Paleoclimate variability in the Mediterranean region during the last 1.4 Ma and a new multiproxy approach using trace metal isotopes for more quantitative estimates of climate-human-landscape interactions
Who: Alex Franke from the University of Wollongong
When: Friday 2nd March, 3-4 pm,
Where: Mawson Lecture Theatre, Mawson Building, University of Adelaide.
The Mediterranean region and its characteristic climate with hot and dry summers and mild and wet winters is highly sensitive to natural and human accelerated climate change. In particular humidity plays a pivotal role for landscape evolution, plant growth, and the habitability of the Mediterranean region. However, IPCC climate predictions still show contrasting results for future spatial and temporal rainfall distributions. This raises two main questions, which are (a) what are the main drives of rainfall variability in the Mediterranean region and (b), how does soil erosion and development respond to climate forcing and anthropogenic land use.

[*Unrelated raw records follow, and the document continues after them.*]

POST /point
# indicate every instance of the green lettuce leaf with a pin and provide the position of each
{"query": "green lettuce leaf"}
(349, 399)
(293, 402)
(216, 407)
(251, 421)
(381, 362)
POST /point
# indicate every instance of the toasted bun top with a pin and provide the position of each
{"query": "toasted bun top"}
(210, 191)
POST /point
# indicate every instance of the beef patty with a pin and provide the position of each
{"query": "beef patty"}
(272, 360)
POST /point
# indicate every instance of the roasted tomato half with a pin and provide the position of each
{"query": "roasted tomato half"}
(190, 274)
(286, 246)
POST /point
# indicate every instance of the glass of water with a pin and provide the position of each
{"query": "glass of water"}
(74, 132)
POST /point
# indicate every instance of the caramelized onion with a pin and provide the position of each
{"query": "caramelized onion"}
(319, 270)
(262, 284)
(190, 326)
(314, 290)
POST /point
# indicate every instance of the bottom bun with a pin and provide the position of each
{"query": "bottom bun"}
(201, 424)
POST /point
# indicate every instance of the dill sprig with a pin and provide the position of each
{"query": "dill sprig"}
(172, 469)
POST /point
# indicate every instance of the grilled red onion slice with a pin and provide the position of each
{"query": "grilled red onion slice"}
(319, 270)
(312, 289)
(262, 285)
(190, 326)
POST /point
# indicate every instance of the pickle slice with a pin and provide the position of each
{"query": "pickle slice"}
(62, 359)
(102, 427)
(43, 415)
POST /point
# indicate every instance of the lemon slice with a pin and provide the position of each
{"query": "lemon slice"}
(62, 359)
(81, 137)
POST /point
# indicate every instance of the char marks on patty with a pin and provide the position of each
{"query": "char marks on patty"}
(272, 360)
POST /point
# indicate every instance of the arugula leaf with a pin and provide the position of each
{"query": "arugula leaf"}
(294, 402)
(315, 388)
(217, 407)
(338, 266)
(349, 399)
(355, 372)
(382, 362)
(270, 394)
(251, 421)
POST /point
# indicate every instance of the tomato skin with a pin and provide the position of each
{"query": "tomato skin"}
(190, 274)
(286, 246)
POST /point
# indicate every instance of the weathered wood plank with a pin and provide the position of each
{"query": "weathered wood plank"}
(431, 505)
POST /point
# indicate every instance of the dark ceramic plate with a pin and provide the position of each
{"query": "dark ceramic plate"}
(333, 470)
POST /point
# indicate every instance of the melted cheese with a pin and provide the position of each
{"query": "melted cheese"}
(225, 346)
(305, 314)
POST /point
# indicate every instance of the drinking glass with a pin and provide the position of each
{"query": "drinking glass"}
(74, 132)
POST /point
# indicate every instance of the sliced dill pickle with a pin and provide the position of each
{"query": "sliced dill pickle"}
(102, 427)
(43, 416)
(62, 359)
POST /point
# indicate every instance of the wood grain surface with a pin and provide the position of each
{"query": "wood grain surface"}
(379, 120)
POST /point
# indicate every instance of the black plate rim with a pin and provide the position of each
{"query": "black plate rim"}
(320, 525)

These questions have been addressed within the scope of extensive research at Lake Ohrid, located at the border between Macedonia and Albania. Lake Ohrid is considered to be the oldest lake of Europe and provides a highly resolved, continuous paleoclimate archive for the last ~1.3 Million years. Under the umbrella of the ICDP (International Scientific Drilling Program) SCOPSCO project (Scientific Collaboration on Past Speciation Condition in Ohrid), more than 2,400 m of sediments were recovered from Lake Ohrid during a drilling campaign in early 2013. Extensive proxy datasets have become available focusing on the past ~630 kyrs and sedimentary, stable isotope, and pollen data reflect a higher amplitude in glacial/interglacial climate variability and increasing aridity since ~290ka. Current paleoclimatic research focuses on enhanced rainfall in responds to low latitude precession forcing and higher sea surface temperatures in the Mediterranean Sea.
Extensive research has been carried out at Lake Ohrid in the last decade and consequently, its sedimentary environment is well understood. This makes Lake Ohrid also an excellent study site to further develop and improve the application of innovative trace element isotope proxies, which can provide more quantitative estimates into climate-human-landscape interactions. Uranium and lithium isotopes can be applied on the same sediment material, from which the climatic history was previously inferred by means of conventional proxy analyses, such as sedimentary, and (bio-)geochemical (CNS, XRF core scanning), pollen, or stable isotopes analyses. Uranium isotopes determine the time that has elapsed since physical and chemical weathering have formed detrital grains <63µm (i.e. the so-called comminution age). This provides insights into the “regolith residence time” of detrital matter, which is a measure for catchment erosion, and, as the weathering front in a soil profile continuously moves downwards over time, for erosion depth. Lithium isotopes fractionate during secondary clay mineral formation and thus, provide insights into soil development and silicate weathering intensities during the time of deposition.